When I asked if any of the other governors wanted to speak to the question, they all stayed silent until Murphy said “we’re good” and the governors broke out in a round of nervous laughter.

In fact, Harris would not face an uncontested primary and some of the very governors behind the microphone would likely challenge her.

“The field would be really large and really unruly and really divisive around racial and gender lines,” said Howard Wolfson, the longtime Democratic strategist, dipping into his French to say: “After Biden, the deluge.”

This is all to say that the only topic Democrats may be less happy to discuss than actuarial tables and Biden’s second term is his vice president. To express their concerns about a woman of Jamaican and Indian descent touches, to put it mildly, on highly sensitive matters.

More to the point, Democrats have seen what happens when anyone in their party openly criticizes Harris — they’re accused by activists and social-media critics of showing, at best, racial and gender insensitivity. This doesn’t stifle concerns about her prospects, of course, it just pushes them further underground or into the shadows of background quotes.

Such as this, from a House Democrat: “The Democrats who will need to speak out on her are from the Congressional Black Caucus, no white member is going to do it.”

Members of the CBC, however, are either supportive of Harris or no more willing to give public voice to their unease with the vice president than the above lawmaker.

One senior Black lawmaker, Rep. Joyce Beatty (D-Ohio), was more candid than most in discussing the party’s calculation behind rallying to Biden.

“He’s the president,” Beatty told me. “And right now he says he’s going to be our candidate. And people will fall in line because he can win the general election.”

Putting a finer point on it, she said: “Biden is the guy that can beat Trump.”

That argument, however, captures the gamble the president and his on-the-record allies appear to be making. What if Trump isn’t the nominee?
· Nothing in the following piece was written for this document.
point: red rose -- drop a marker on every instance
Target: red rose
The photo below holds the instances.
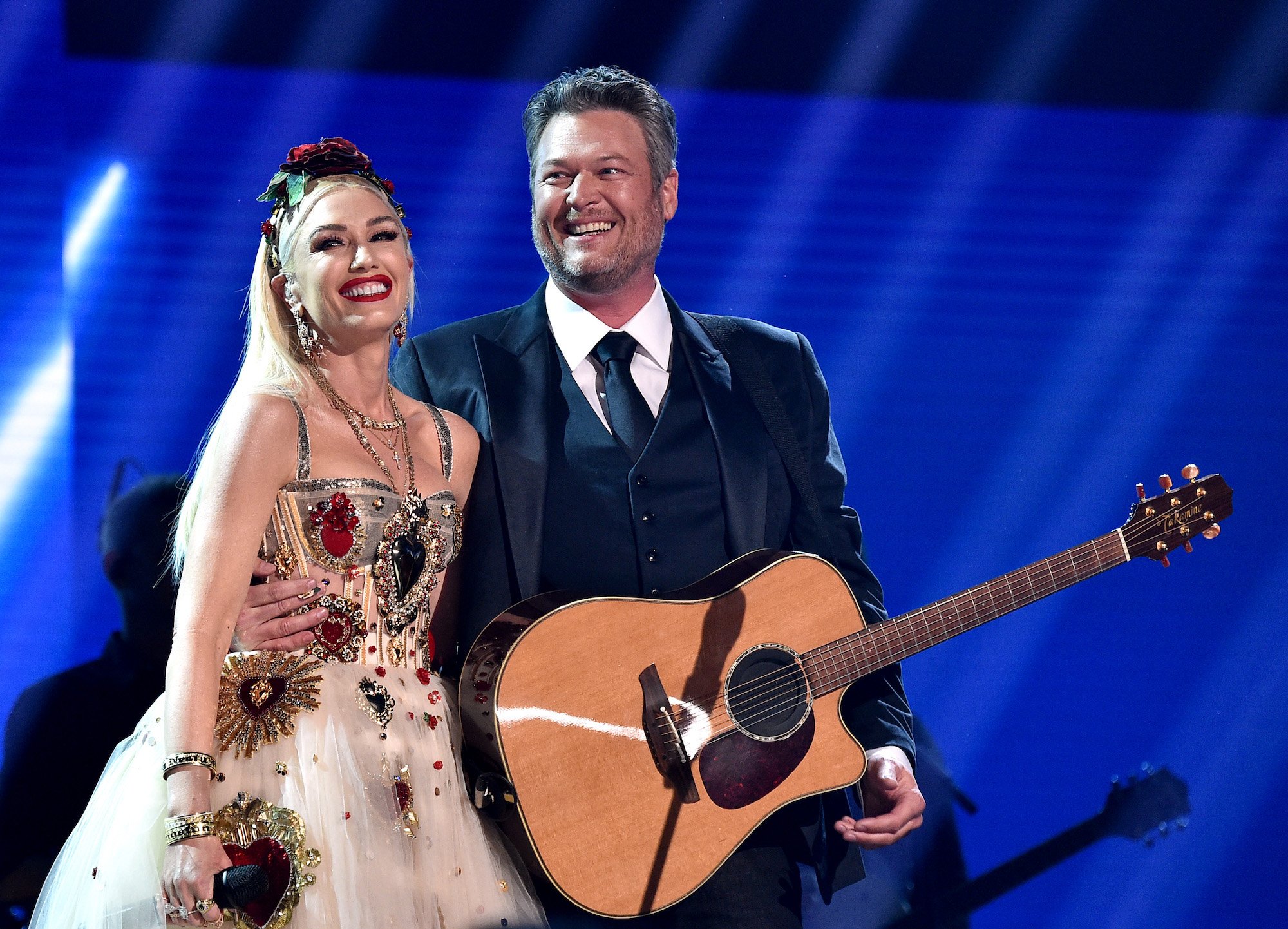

Will Democrats then regret not opening up the competition and denying Republicans the generational contrast many in the GOP crave?

“If Donald Trump tomorrow announced he was moving to Elba, and would stay there, there would be a very different conversation in the Democratic Party,” said Wolfson.

But the gentleman from the shores of Lake Minnetonka wants that conversation now.

“What I’m trying to remind my colleagues and the country is that competition is good, and the absence of competition is unhealthy for democracy,” said Phillips, adding that “not providing platforms to aspiring leaders is antithetical to strong leadership.”

As for those in the party who are alarmed about the vice president and her prospects in the general election, he flashed a hint of irritation in his Midwestern mien.

“That’s why we have primaries,” said Phillips. “Look at how many members of Congress succeeded through primaries, for God’s sake.”